Dr. Hugh Welch Diamond was one of the most important figures in early British photography. He made his first photographs in April 1839, just three months after the announcement of photography’s invention. In the 1840s he befriended one of his patients, Frederick Scott Archer and subsequently became one of the first people to use Archer’s collodion process.
Diamond published articles on photography in several journals and, in 1853, became one of the founder members of the Photographic Society. Technically accomplished, he was active as both a landscape and still life photographer. However, he is now remembered primarily for a remarkable series of portraits he took in connection with his work with the mentally ill.
In the 1840s, Diamond studied psychiatry at London’s Bethlem Hospital (from where we get the word ‘bedlam’) and in 1848 he was appointed Superintendent of the Female Department at the Surrey County Asylum.
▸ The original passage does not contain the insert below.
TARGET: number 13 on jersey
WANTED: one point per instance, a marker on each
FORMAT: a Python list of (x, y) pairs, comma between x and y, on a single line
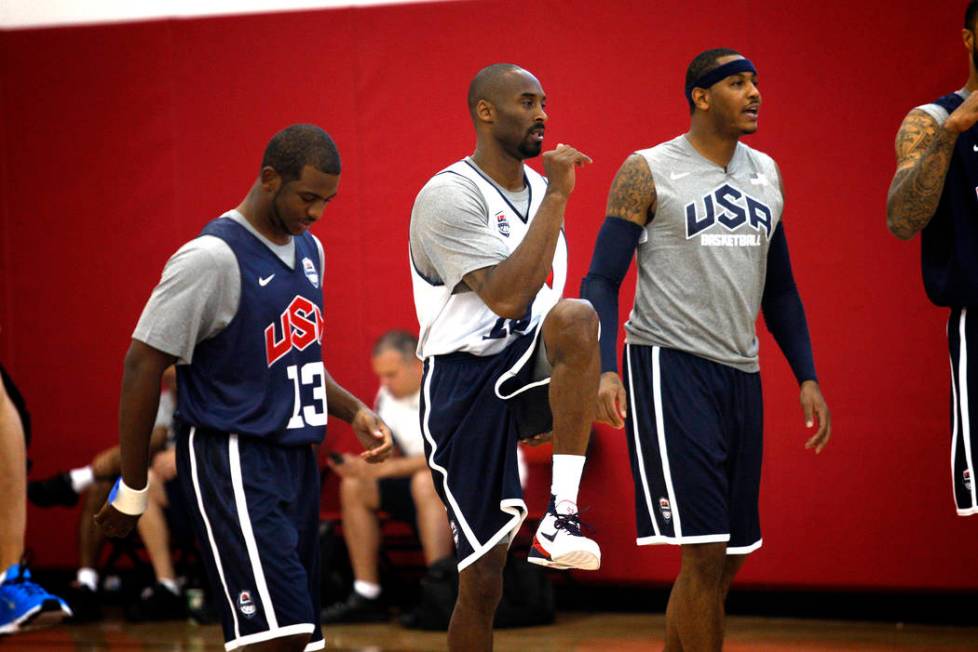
[(311, 374)]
Diamond combined his photographic expertise with his medical training and began to photograph his patients in simple poses against a plain background – poignant echoes of conventional studio portraits of the time.
In 1856, Diamond presented a paper to the Royal Society of Medicine, entitled ‘On the Application of Photography to the Physiognomic and Mental Phenomena of Insanity’ and his portraits were reproduced in medical journals. They were also shown in photographic exhibitions where they received mixed reviews. Neither Art nor Science, people were unsure how to respond to them.
In 1858, Diamond left his post at the Surrey County Asylum to open a private asylum in Twickenham, which he operated until his death in 1886. He seems to have stopped taking portraits of his patients at this time. What was acceptable in a public institution for the poor was viewed as a breach of propriety for the families of well-off private patients.
As both a doctor and a photographer, Diamond embodied the new humanitarianism and the belief in scientific observation of the Victorian age. Through his portraits he sought to reveal a connection between his patients’ disturbed minds and their physical appearance.
Today, they still reach out to touch us – mute yet eloquent testimony to compassion and suffering. As Diamond wrote:
The photographer needs in many cases no aid from any language of his own, but prefers to listen, with the picture before him, to the silent but telling language of nature.